Un peu plus de deux semaines sont passées depuis la rencontre du 23 mars à Port-Louis entre l’Ombudsperson for Sports, Ramesh Sunt, et les membres du Mauritius Paralympics Committee (MPC), dont l’ex-président Reynolds Permal, membre de la Visually Handicapped Persons Sports Federation (MHPSF). Rencontre au cours de laquelle un représentant du Registrar of Associations avait clairement précisé que le MPC n’était pas une association enregistrée. Ce qui avait alors amené Ramesh Sunt a déclaré que le MPC n’était pas reconnu par le ministère de la Jeunesse et des Sports, et de préciser que des démarches devaient être enclenchées rapidement, afin que le MPC se mette d’abord en conformité avec la Sports Act avant de tenir de nouvelles élections. Force est de constater que deux semaines après, rien ne semble avoir été enclenché.
Dans notre livraison du 26 mars, nous faisions état des procédures à suivre pour mener à la tenue des élections du MPC, et ce, comme le stipulent les lois sportives du pays. Nous avions ainsi fait remarquer que le rôle de l’Ombudsperson for Sports ne devrait pas uniquement demander aux membres du MPC d’aller s’enregistrer au Registrar of Associations pour ensuite organiser des élections. Son devoir était surtout de recommander au ministre Stephan Toussaint la nomination d’un caretaker committee, et ce, comme l’exige la section 9 de la Sports Act. Ramesh Sunt est-il allé de l’avant avec cette démarche ? Apparemment non.
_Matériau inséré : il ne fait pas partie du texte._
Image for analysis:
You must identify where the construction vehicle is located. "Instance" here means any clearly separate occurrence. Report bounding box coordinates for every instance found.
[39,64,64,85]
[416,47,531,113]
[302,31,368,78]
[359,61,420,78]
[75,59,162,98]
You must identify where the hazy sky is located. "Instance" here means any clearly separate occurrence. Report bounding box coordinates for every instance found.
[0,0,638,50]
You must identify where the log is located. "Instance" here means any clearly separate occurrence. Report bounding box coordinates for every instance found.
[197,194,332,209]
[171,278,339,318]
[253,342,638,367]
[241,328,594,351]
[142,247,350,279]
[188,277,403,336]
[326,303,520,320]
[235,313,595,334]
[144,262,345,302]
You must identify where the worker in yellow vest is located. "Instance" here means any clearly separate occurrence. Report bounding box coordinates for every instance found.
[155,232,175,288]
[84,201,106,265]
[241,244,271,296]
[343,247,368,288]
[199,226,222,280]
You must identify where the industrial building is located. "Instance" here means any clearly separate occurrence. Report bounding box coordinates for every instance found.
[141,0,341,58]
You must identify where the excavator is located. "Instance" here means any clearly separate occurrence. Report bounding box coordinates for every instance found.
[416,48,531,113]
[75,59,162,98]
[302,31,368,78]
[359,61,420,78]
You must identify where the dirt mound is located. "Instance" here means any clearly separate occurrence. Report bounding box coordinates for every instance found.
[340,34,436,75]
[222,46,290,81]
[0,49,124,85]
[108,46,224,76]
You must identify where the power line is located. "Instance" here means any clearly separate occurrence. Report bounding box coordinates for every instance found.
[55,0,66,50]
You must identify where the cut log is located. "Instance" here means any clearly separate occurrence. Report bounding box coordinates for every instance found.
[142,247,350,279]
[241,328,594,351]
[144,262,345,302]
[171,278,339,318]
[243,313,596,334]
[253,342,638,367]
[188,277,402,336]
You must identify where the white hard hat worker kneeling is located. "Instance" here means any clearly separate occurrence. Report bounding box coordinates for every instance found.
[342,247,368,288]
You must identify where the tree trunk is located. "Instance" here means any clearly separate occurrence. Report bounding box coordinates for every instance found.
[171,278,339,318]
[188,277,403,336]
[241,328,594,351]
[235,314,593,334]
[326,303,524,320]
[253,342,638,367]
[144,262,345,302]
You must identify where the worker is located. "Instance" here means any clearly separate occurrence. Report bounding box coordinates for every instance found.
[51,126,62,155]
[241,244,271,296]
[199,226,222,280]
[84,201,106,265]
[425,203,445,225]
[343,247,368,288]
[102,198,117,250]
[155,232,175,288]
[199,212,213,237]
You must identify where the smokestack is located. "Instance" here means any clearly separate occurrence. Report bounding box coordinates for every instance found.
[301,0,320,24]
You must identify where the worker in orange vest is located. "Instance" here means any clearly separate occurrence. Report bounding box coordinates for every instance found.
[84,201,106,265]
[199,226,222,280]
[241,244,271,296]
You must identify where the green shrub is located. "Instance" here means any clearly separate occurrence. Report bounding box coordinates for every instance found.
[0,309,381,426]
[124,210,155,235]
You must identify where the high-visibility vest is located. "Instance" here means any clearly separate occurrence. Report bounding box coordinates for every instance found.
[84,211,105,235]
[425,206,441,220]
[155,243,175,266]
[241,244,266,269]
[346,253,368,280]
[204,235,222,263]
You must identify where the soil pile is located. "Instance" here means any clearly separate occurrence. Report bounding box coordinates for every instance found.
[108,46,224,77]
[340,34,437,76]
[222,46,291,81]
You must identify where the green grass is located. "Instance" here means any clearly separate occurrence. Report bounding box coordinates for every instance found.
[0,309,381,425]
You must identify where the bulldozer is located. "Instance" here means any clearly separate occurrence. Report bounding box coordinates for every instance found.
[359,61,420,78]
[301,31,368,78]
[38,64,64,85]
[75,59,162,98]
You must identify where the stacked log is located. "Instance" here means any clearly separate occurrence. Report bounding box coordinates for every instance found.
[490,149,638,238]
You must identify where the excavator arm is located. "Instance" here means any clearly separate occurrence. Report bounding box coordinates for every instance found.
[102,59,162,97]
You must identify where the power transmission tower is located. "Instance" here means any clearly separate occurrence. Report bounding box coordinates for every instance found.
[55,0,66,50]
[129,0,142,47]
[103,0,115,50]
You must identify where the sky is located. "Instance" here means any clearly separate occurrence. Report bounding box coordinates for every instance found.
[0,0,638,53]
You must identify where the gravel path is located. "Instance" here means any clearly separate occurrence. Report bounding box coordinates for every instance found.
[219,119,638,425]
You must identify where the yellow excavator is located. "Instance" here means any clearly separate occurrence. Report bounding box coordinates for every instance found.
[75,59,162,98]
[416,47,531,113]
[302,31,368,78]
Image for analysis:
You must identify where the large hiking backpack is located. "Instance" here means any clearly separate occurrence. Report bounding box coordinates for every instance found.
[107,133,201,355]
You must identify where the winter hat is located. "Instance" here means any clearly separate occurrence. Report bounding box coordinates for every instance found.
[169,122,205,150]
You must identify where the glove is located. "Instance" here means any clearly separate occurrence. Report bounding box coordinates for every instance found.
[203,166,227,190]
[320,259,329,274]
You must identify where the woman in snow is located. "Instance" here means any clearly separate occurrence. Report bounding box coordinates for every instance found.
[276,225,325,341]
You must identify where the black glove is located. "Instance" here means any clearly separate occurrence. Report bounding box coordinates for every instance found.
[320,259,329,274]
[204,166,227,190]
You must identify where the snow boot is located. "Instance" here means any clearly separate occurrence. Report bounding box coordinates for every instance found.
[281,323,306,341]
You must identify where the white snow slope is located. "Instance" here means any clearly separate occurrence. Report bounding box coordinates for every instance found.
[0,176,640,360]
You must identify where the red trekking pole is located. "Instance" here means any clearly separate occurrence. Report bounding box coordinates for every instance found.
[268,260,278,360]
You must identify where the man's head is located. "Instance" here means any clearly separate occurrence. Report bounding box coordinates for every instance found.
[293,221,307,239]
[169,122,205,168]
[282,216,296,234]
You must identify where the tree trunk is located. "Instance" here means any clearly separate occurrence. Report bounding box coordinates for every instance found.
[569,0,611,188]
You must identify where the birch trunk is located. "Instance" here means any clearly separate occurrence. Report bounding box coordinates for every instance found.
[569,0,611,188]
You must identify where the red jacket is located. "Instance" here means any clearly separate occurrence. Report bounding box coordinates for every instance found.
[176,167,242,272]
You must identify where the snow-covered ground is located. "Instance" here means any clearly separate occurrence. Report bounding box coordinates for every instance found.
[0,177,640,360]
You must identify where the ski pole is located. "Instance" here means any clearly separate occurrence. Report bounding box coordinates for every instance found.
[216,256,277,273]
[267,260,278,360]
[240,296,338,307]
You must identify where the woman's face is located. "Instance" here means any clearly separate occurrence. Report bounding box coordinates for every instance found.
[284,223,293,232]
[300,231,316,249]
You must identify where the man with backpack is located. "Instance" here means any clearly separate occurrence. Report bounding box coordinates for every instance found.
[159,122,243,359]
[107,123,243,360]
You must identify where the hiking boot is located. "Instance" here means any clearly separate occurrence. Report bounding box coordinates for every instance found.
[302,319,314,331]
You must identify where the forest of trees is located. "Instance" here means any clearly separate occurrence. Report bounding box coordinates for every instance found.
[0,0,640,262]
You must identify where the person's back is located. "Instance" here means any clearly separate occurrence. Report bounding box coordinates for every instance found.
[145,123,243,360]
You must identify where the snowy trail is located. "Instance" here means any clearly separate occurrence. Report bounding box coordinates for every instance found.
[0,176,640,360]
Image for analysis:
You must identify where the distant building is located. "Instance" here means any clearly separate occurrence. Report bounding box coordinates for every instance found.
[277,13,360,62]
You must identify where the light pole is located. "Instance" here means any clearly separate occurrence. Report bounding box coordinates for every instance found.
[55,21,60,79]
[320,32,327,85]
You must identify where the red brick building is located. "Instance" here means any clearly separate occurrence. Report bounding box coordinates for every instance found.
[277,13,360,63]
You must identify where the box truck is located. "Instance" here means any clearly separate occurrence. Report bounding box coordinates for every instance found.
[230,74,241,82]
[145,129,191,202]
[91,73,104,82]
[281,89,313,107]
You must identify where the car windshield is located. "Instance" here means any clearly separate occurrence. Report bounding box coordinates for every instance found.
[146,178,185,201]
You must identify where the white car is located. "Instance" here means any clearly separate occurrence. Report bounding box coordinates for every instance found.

Selon Jean-Marie Malépa, président de la Mentally Handicapped Persons Sports Federation (MHPSF), c’est le calme plat depuis la rencontre du 23 mars dernier. « Je ne comprends plus rien, dit ce dernier. Cela fait deux semaines depuis que nous avons été informés que le MPC n’est pas enregistré au Registrar et qu’il n’est pas reconnu par le MJS. Malgré cela, on n’entend rien. Il n’y a aucun contact surtout venant de ceux censés être responsables de la cause handisportive. Certes, le comité ne tient plus la route, mais toujours est-il que l’ex-président aurait dû prendre les choses en main en contactant les représentants des fédérations concernées pour décider de la marche à suivre. Il semblerait malheureusement que rien n’a été fait ».
Absence d’initiative
Face à cette situation, Jean-Marie Malépa a décidé de prendre les choses en main et compte en premier lieu alerter le ministre Toussaint devant l’urgence de la situation. Car, soutient-il, si le MPC n’est pas reconnu par l’État, ses athlètes ne pourront participer à des compétitions au niveau international. « C’est un fait que si les choses n’avancent pas dans la bonne direction et que si rien n’est fait rapidement, nos athlètes ne pourront prendre part aux Championnats du monde de juillet prochain à Londres en Angleterre. Ce qui est très inquiétant. Il faut que le ministre le sache », a-t-il fait remarquer.
Pour éviter une telle situation, la décision a été prise d’alerter le ministre. « C’est la première fois que notre fédération, responsable des athlètes souffrant d’une déficience intellectuelle, a deux qualifiés pour les Mondiaux. Par respect à ces athlètes, aussi bien que les autres qualifiés, je me dois, en tant que dirigeant responsable, de tirer la sonnette d’alarme et de prendre les choses en main. Car ce serait bien dommage et surtout très triste pour ces athlètes si jamais on devait effectivement ne pas être ne mesure de participer à ces Mondiaux en raison d’un manque d’initiative de la part de certaines personnes », a-t-il fait ressortir.
D’autre part, Jean-Marie Malépa se pose des questions quant à celui qui représentera le MPC à l’assemblée générale élective de l’Africa Paralympics Committee cette semaine en Angola au cas où Maurice déciderait d’y être représentée. Même si le billet d’avion pourrait être pris en charge, a-t-il précisé, il aurait bien aimé savoir comment se fera les autres dépenses liées à ce déplacement, telles que l’hébergement, d’autant que le MPC n’est pas reconnu par l’État. Pour conclure, Jean-Marie Malépa a indiqué qu’il compte solliciter – après avoir alerté le ministre – les trois autres fédérations handisportives, afin de faire avancer les choses dans l’intérêt des handisportifs.